Ms. Lincoln was on the mend from recent open-heart surgery, which might nudge anyone toward rumination. But sitting on a couch in loose clothing, she was as matter-of-fact about her health as she is about her work. Long recognized as one of jazz’s most arresting and uncompromising singers, she has more recently been celebrated as a gifted lyricist and composer. She is the rare jazz singer who writes her own songs, and the rare jazz songwriter whose music conveys the lessons of her life, like, “You can never lose a thing if it belongs to you.”

“Abbey Sings Abbey,” which is out on Tuesday, captures the depth of her art with majestic serenity and bittersweet clarity. As the title suggests, it looks back on her original songs, the first time Ms. Lincoln has dedicated a full album to her own work. Another first: It surrounds her richly textured voice with acoustic and pedal steel guitars, accordion and mandolin, in an American roots-music style. “For some reason,” she said, “it’s better than anything I’ve done before.”

And Ms. Lincoln — who was born Anna Marie Wooldridge, the 10th of 12 children — has done quite a lot in her five-decade-plus career. Her songs are almost certainly her proudest achievement, an impression she reinforces by quoting them liberally, and commandingly, in conversation. “I’m a philosopher, you know,” she said, several minutes into an interview marked at first by wariness, then candor and humor. She frequently reached back into her history, reminiscing even about the things she’s glad to have left behind.

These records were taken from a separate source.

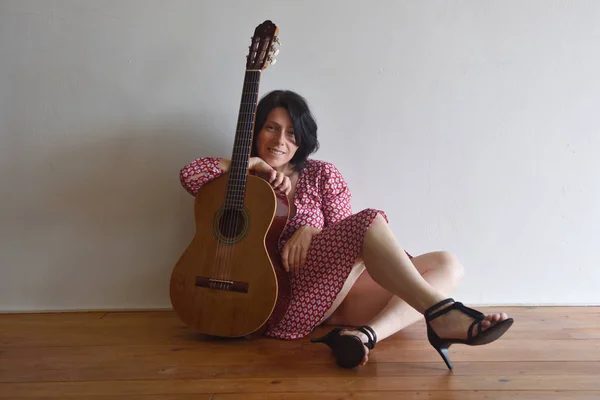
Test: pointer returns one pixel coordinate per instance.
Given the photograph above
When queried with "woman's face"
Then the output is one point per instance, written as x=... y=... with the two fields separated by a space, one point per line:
x=276 y=143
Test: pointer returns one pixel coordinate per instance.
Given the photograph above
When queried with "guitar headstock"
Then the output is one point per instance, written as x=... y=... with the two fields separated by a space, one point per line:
x=263 y=49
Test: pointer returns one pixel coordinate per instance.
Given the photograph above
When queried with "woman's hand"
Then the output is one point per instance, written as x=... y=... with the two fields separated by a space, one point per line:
x=277 y=179
x=294 y=251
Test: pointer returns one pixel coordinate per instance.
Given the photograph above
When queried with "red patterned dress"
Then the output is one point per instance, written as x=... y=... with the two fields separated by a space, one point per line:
x=322 y=200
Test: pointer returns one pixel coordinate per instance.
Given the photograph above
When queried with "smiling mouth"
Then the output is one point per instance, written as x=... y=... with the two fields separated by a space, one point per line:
x=276 y=153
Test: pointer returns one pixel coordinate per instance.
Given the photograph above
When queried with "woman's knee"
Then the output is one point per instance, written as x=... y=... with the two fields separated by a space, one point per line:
x=450 y=263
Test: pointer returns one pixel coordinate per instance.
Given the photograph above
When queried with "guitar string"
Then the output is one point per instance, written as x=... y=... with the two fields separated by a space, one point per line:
x=244 y=140
x=244 y=136
x=248 y=108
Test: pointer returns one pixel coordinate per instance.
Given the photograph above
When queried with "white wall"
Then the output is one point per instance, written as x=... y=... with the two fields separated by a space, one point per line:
x=473 y=124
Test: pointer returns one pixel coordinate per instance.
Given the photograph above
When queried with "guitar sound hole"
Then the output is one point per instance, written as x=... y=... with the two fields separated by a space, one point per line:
x=232 y=223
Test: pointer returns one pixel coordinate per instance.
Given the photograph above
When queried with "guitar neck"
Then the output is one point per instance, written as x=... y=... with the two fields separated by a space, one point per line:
x=238 y=170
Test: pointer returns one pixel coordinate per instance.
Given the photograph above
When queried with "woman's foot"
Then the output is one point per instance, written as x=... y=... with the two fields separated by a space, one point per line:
x=455 y=324
x=364 y=339
x=450 y=322
x=350 y=347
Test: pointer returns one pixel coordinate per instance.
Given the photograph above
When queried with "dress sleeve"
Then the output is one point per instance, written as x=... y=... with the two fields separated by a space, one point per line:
x=336 y=195
x=199 y=172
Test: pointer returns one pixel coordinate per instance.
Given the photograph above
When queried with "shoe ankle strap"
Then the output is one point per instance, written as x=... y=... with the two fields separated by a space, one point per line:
x=429 y=316
x=371 y=335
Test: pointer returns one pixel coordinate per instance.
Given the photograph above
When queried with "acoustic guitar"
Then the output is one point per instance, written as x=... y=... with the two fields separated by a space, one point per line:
x=230 y=282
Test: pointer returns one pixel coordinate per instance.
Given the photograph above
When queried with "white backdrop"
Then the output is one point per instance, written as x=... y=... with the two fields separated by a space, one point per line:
x=473 y=124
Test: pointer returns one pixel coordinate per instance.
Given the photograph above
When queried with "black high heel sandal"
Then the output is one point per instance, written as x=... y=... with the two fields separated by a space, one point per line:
x=348 y=350
x=483 y=337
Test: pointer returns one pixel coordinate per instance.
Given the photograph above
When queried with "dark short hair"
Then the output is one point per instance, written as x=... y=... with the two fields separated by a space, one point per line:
x=305 y=126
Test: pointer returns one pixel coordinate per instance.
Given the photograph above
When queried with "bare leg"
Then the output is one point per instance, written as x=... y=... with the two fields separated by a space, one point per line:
x=392 y=269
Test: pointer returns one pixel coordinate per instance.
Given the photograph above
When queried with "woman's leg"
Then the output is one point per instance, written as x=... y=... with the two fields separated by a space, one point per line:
x=367 y=303
x=394 y=272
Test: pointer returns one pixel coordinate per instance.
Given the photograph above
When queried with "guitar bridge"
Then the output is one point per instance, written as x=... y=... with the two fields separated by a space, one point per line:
x=221 y=284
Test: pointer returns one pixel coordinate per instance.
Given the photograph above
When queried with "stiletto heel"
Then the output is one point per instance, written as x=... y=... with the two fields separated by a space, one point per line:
x=483 y=337
x=348 y=350
x=443 y=351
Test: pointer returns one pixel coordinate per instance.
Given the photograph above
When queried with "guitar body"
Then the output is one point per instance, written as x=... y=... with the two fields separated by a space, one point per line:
x=229 y=282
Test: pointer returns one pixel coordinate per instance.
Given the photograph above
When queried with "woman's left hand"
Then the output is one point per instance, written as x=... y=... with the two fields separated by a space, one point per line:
x=294 y=251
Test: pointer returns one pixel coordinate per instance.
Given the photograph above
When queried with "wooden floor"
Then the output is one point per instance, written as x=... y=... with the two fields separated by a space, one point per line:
x=550 y=353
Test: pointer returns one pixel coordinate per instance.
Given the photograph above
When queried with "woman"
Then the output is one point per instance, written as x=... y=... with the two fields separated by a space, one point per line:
x=346 y=269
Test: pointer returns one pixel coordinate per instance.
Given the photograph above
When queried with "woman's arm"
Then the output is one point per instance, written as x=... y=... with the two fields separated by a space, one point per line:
x=201 y=171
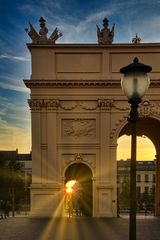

Fifty years ago Ms. Lincoln was on track to become a film and cabaret siren, appearing in the Jayne Mansfield movie “The Girl Can’t Help It,” and on the cover of her 1956 debut, “Affair ... Story of a Girl in Love,” in a décolleté dress and a come-hither pose. She had already spent two years in Honolulu as a supper-club attraction. “I was a glamour queen there too,” she said, smiling faintly. “I met Louis Armstrong, Billie Holiday. I’d do my show and run to see Billie. She’d stand on the stage and never move, except for her eyes.”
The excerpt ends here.